- Published on
LLM Quantization: GPTQ, AWQ, GGUF and When to Use Each
- Authors

- Name
- Jared Chung
Introduction
Large Language Models are resource-intensive. A 70B parameter model in full precision requires ~140GB of memory - far beyond consumer GPUs. Quantization solves this by reducing precision from 16-bit floats to 8-bit, 4-bit, or even lower, dramatically reducing memory requirements with minimal quality loss.
What is Quantization?
Quantization maps continuous floating-point values to discrete integer values:
FP16 (16-bit float) → INT8 (8-bit integer) → INT4 (4-bit integer)
| Precision | Memory/Param | 7B Model | 70B Model |
|---|---|---|---|
| FP32 | 4 bytes | 28 GB | 280 GB |
| FP16/BF16 | 2 bytes | 14 GB | 140 GB |
| INT8 | 1 byte | 7 GB | 70 GB |
| INT4 | 0.5 bytes | 3.5 GB | 35 GB |
Quantization Methods Comparison
| Method | Speed | Quality | GPU Required | Best For |
|---|---|---|---|---|
| GPTQ | Fast | Good | Yes (inference) | GPU deployment |
| AWQ | Fast | Better | Yes (inference) | GPU deployment |
| GGUF/GGML | Medium | Good | No (CPU/GPU) | Local/edge |
| bitsandbytes | Fast | Good | Yes | Training/fine-tuning |
| EETQ | Fastest | Good | Yes | High throughput |
GPTQ: GPU Quantization
GPTQ (Generalized Post-Training Quantization) is designed for GPU inference with minimal accuracy loss.

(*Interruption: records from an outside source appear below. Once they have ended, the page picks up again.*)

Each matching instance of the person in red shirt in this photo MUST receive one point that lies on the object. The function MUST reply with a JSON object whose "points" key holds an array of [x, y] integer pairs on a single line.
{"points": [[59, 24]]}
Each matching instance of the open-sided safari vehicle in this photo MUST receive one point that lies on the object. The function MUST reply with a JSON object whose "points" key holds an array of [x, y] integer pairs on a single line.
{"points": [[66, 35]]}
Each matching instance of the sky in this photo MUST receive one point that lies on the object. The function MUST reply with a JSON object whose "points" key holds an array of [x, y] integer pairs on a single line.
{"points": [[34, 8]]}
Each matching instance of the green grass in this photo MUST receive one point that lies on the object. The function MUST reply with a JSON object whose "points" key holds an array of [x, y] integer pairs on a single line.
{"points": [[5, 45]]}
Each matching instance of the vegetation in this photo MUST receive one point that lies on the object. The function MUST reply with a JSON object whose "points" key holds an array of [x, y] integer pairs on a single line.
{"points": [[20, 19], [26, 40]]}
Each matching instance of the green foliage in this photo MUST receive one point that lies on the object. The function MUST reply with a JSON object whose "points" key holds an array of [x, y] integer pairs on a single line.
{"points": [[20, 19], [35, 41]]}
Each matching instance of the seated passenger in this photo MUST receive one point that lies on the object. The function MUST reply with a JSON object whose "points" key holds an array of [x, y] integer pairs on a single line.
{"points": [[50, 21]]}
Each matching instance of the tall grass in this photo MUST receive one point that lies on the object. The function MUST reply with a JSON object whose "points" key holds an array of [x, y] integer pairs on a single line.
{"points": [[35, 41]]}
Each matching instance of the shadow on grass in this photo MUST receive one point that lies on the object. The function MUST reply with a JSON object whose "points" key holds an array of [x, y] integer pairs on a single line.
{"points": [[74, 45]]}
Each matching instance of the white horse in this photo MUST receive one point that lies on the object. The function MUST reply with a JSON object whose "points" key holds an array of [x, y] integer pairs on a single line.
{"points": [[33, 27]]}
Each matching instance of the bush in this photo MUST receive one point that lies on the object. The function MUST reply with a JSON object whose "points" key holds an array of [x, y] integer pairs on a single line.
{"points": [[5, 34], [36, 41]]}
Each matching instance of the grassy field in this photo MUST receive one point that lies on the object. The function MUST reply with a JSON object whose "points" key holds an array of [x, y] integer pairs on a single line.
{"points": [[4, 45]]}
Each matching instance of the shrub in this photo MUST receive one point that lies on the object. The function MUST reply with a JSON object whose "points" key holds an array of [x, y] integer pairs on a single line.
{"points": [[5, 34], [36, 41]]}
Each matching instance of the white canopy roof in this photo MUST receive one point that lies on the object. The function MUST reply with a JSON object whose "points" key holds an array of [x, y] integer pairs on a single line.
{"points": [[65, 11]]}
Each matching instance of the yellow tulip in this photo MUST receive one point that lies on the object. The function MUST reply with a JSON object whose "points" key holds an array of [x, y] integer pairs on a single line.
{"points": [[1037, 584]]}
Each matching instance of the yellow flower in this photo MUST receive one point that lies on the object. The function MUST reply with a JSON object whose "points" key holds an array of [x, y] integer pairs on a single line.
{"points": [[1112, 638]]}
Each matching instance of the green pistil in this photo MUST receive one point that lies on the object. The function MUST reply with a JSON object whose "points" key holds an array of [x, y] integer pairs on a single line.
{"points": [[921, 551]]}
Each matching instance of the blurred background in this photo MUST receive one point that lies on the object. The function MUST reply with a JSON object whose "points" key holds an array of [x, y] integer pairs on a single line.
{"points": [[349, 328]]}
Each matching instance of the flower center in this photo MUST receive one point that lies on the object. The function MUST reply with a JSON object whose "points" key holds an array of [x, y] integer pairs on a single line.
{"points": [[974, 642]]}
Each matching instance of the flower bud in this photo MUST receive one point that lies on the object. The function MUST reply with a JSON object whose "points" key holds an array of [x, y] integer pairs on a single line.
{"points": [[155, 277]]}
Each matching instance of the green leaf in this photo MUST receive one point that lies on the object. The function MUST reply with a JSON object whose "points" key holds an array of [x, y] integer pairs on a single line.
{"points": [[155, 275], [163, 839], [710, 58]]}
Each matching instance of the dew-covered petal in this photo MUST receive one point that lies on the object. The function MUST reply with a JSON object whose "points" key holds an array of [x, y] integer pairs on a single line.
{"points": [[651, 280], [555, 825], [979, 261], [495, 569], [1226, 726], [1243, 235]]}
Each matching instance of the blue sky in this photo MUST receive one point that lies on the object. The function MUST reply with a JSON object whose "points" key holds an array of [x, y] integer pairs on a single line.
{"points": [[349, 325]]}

Using Pre-quantized Models
from transformers import AutoModelForCausalLM, AutoTokenizer
model_id = "TheBloke/Llama-2-7B-GPTQ"
tokenizer = AutoTokenizer.from_pretrained(model_id)
model = AutoModelForCausalLM.from_pretrained(
model_id,
device_map="auto",
trust_remote_code=True
)
# Generate
inputs = tokenizer("Hello, how are you?", return_tensors="pt").to("cuda")
outputs = model.generate(**inputs, max_new_tokens=50)
print(tokenizer.decode(outputs[0]))
Quantizing Your Own Model
from transformers import AutoModelForCausalLM, AutoTokenizer, GPTQConfig
model_id = "meta-llama/Llama-2-7b-hf"
# Load tokenizer
tokenizer = AutoTokenizer.from_pretrained(model_id)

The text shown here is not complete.